The foot tunnel was actually opened in 1902 and is a nice example of some Victorian architecture. It was damaged at the North end in WW2 and you can see when walking along which parts were replaced and fixed.
There are spiral staircases that lead down to the tunnel and lifts as well to help with accessibility. You cannot ride a bike down there – they must be carried. They are open 24 hours a day.
If you’re feeling a little overwhelmed with all the history on offer in Greenwich and need a little retail therapy then a trip to Greenwich Market should definitely be on your list. (Although, shhh – it’s also a historic market! It dates back to 1737!)
The market has numerous stalls from clothes to souvenirs to antiques and also has a number of street food options too. It’s open every day from 10am – 5.30pm and is situated in the centre of Greenwich town. For more information on what stalls and shops are there see their website here.
Greenwich is one of the main stops on many of the sightseeing cruise boats and also the River Bus (which is part of Transport for London and can be ridden with an Oyster card – see here for more info) so it makes sense to include a Thames Cruise on your itinerary if you want to go to Greenwich!

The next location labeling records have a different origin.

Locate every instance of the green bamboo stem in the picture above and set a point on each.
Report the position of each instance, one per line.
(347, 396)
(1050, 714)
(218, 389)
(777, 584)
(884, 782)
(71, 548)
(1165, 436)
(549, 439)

They are a really great alternative to the Hop on Hop off bus tours and I personally really love getting the boat if I can. Many of the tours only go as far as Greenwich but do take in almost all the sites that you’ll want to see. Some also go as far as the Thames barrier.
While the river bus can be a great way to get to central London do be aware, especially at busy times, that there can be a bit of a queue and you may have to wait. We almost missed our coach home one time due to not knowing how busy it can get – be aware if you have to be somewhere on time!